Well, the model was right and I was wrong. The feedback that I got was that these is how it should be. I got the info that the constructivism-phenomenology group should be together. Apparently Varela, who is one of the most prominent empirical phenomenologist, went through both constructivism and sense making. At the presentation, I found out that people have a strong opinion of why neural network and reinforcement learning were supposed to be separate. The first explanation was, that reinforcement learning is just one method of neural networks, but otherwise they are separate. The second has to do with explainability of the model? I don't think I completely understood that explanation.

Well, all this feedback came to late, so I ended up with a model with too many topics. Maybe what I can learn from that is, that if there is something that appear no matter the preprocessing and number of topic selection, it will probably be right, so don't mess up the model to try and correct it.

The visualization of the final model can be found on my page. I also included the simplified model as a web app, so everybody can check the topics of any texts (but if used on text other that cognitive science ones, I can not guarantee any sensible results). Feel free to play with it.

Now, for some interesting results, that I have gotten. Probably a lot more interesting for the people connected to the study program than anybody else. The analysis could be found on my github.

The most popular topics are constructivism, society, learning, decision making, neuroscience, language, perception, modeling, movement, neural networks and reinforcement learning. I put them so many, because of the next difference.

There are difference in which topics are popular in which place. In the study program, there are currently four universities: Ljubljana, Vienna, Bratislava and Budapest. So I also analyzed one of the years (2015) in order to see which topics are popular in which places. There were not enough abstracts from Budapest in that year, so I only used the other three.

For Ljubljana, the most topics of interest were constructivism, learning and neuroscience. In Vienna, the topics were society, decision making, constructivism and perception. And in Bratislava it was reinforcement learning, learning, modeling and language. In the general perception it is, that you go in Ljubljana in you are interesting in first-person research and neuroscience (which is shown), Bratislava if you are interested in computational modeling and maybe language (which is also shown) and in Vienna if you want something else or have no idea what you want to do, since they were supposed to have the most variety.

For the people in Ljubljana, we have to hear a lot about the connection between the first-person and third-person. So it was interesting to see that neuroscience and constructivism have the least amount of collaboration. But what it can also be seen is, that the amount of interdisciplinarity is increasing through the years.

I also checked which topic humanizes the participants and which do not (according to how one of the people in the audience described it). I only checked if the used subject or participant. The topics with most human participants were study of perception, attention, non-typicality, categorization, neuroscience and decision making. The humanizing ones (using participants) were studying of language, decision making and attention. The others (using subjects) were neuroscience, neural networks and the studying of pitch.

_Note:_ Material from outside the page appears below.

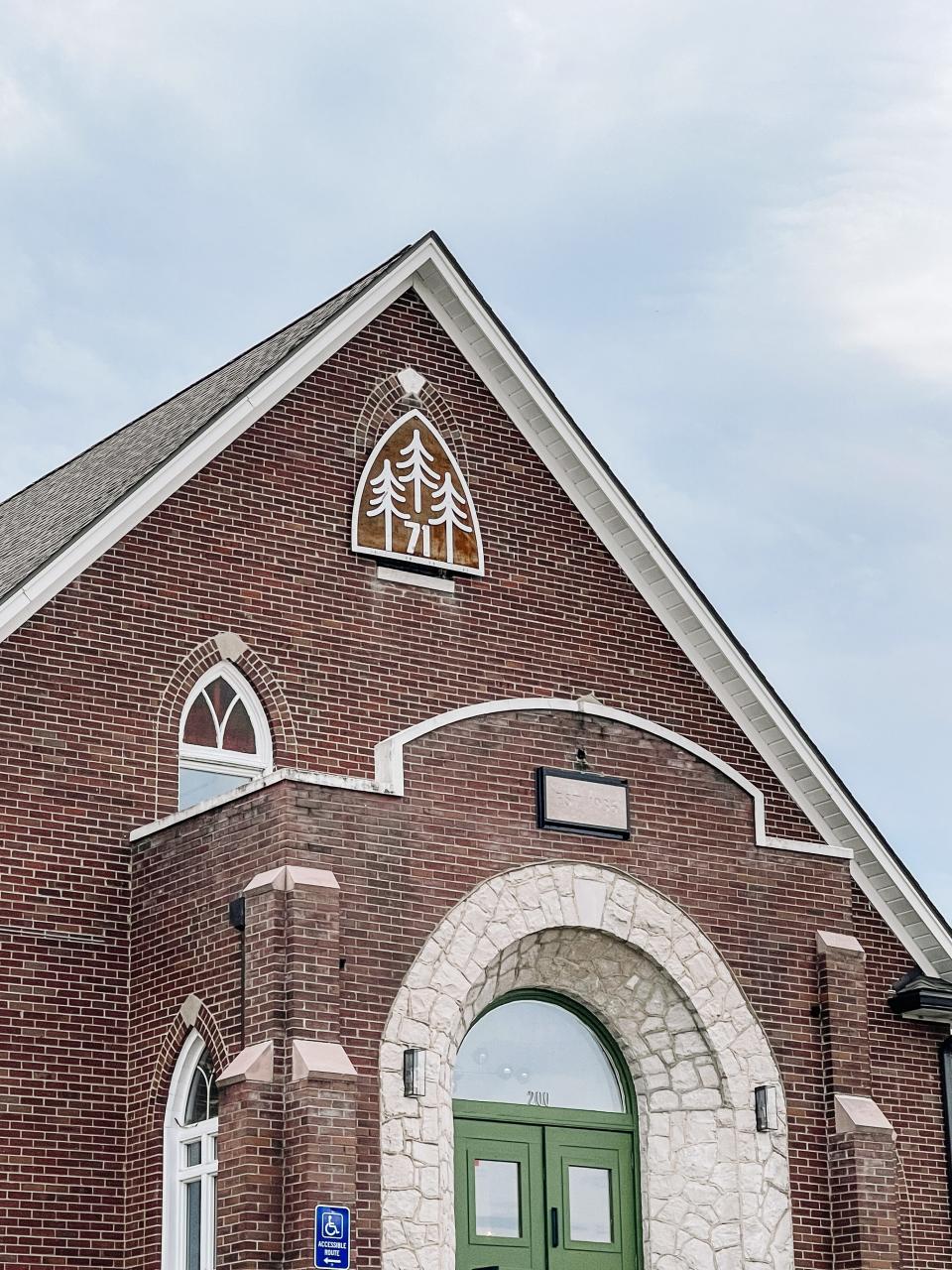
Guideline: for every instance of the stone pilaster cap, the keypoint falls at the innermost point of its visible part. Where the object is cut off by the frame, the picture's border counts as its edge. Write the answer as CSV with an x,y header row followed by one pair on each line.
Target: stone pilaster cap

I also checked the differences in personality. More agreeable are people studying health, non-typicality and decision making. Less agreeable were people studying reinforcement learning, neural networks and systems. More neurotic were people studying reinforcement learning, systems and tasks. Less neurotic were people studying non-typicality, health and pitch. The most extroverted researchers were the one studying decision making, society and attention. The least extroverted researchers studied neuroscience, TMS and health.

So these are some results, that I ended up finding about this data set. There are still many interesting questions to ask, but I think I will take a bit of a break and maybe return to this topic models later.